Excessive growth hormone expression in male GH transgenic mice adversely alters bone architecture and mechanical strength

Abstract

Patients with acromegaly have a higher prevalence of vertebral fractures despite normal bone mineral density (BMD), suggesting that GH overexpression has adverse effects on skeletal architecture and strength. We used giant bovine GH (bGH) transgenic mice to analyze the effects of high serum GH levels on BMD, architecture, and mechanical strength. Five-month-old hemizygous male bGH mice were compared with age- and sex-matched nontransgenic littermates controls (NT; n=16/group). Bone architecture and BMD were analyzed in tibia and lumbar vertebrae using microcomputed tomography. Femora were tested to failure using three-point bending and bone cellular activity determined by bone histomorphometry. bGH transgenic mice displayed significant increases in body weight and bone lengths. bGH tibia showed decreases in trabecular bone volume fraction, thickness, and number compared with NT ones, whereas trabecular pattern factor and structure model index were significantly increased, indicating deterioration in bone structure.
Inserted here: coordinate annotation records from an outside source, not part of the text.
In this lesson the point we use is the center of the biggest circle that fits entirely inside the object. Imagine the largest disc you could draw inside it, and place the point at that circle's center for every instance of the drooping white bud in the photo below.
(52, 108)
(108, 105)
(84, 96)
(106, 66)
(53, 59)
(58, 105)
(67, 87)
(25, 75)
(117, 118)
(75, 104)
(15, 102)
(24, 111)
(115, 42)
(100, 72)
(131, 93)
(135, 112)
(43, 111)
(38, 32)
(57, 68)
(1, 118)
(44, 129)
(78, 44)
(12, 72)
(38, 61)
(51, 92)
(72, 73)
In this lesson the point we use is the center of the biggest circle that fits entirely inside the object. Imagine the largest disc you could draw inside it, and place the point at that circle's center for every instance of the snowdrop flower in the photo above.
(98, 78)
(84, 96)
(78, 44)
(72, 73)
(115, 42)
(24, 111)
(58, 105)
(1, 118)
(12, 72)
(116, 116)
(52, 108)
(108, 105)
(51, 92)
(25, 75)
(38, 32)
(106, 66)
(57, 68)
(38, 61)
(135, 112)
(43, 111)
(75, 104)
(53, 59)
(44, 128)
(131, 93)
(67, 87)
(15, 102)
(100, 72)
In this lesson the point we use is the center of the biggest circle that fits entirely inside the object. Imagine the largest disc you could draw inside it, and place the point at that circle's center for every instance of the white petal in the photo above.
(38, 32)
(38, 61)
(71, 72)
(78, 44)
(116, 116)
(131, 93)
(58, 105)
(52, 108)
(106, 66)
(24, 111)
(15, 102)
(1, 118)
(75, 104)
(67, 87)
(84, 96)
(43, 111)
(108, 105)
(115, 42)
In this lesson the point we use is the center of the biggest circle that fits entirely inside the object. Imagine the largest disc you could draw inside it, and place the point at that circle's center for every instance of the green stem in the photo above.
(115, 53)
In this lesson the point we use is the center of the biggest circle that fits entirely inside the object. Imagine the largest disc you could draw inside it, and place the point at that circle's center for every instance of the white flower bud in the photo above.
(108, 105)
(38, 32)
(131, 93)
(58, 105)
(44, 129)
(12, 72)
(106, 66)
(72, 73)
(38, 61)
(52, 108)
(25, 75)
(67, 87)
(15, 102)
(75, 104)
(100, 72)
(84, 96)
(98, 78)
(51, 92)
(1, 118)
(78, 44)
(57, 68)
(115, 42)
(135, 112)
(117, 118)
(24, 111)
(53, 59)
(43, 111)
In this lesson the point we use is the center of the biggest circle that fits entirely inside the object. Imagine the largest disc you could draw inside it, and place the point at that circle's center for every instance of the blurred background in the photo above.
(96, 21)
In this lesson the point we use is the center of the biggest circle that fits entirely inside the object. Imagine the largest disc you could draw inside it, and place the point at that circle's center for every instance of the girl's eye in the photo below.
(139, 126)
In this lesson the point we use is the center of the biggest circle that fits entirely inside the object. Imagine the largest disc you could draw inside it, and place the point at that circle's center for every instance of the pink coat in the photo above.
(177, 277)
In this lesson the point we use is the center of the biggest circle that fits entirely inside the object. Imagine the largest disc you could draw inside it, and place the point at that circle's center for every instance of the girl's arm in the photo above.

Although cortical tissue perimeter was increased in transgenic mice, cortical thickness was reduced. bGH mice showed similar trabecular BMD but reduced trabecular thickness in lumbar vertebra relative to controls. Cortical BMD and thickness were significantly reduced in bGH lumbar vertebra. Mechanical testing of femora confirmed that bGH femora have decreased intrinsic mechanical properties compared with NT ones. Bone turnover is increased in favor of bone resorption in bGH tibia and vertebra compared with controls, and serum PTH levels is also enhanced in bGH mice. These data collectively suggest that high serum GH levels negatively affect bone architecture and quality at multiple skeletal sites.

Figure 1.. bGH mice have increased body weights and bone lengths.

NT and bGH mice were weighed at 5 months of age and lengths of tibiae, femora, and lumbar vertebrae measured using micro-CT. Body weights (A) and lengths of tibiae (B), femora (C), and vertebrae (combined L4 and L5) (D) of bGH and NT mice are shown. Values are mean ± SD of n = 16 mice/group. ****, P < .0001 NT vs bGH mice.

Figure 2.. bGH mice have decreased cortical BMD but not trabecular BMD in vertebrae.

Cortical and trabecular BMD were assessed by micro-CT in lumbar vertebrae L5 vertebral body from NT and bGH mice aged 5 months. L5 vertebra vertebral body trabecular BMD (A) and L5 vertebra vertebral body cortical BMD (B) in bGH and NT mice. Bars represent mean ± SD of nine mice per group. ****, P < .0001 NT vs bGH mice. Tb.BMD, trabecular BMD; Ct.BMD, cortical BMD.

Figure 3.. Mechanical testing (three point bending) of femora from bGH and NT mice.

Biomechanical properties of the excised mouse femurs in NT and bGH mice aged 5 months using the three-point bending test, which tested for ultimate stress (A), Young's modulus (B), and stiffness (C). Bars represent mean ± SD of six mice per group. *, P < .05, **, P < .001 NT vs bGH mice.

Figure 4.. Bone histomorphometry parameters and serum PTH measurement in bGH and NT mice.

Histomorphometric parameters of bone formation and resorption were measured in trabecular bone on sections of tibia from bGH and NT mice. A, Trabecular bone volume measured on Goldner's trichrome-stained sections. B, Percentage of TRAP-positive surfaces/bone surfaces. C, Bone formation rate (BFR/BS). D, Serum PTH levels. Bars represent mean ± SD of five to nine mice per group. *, P < .05 NT vs bGH mice.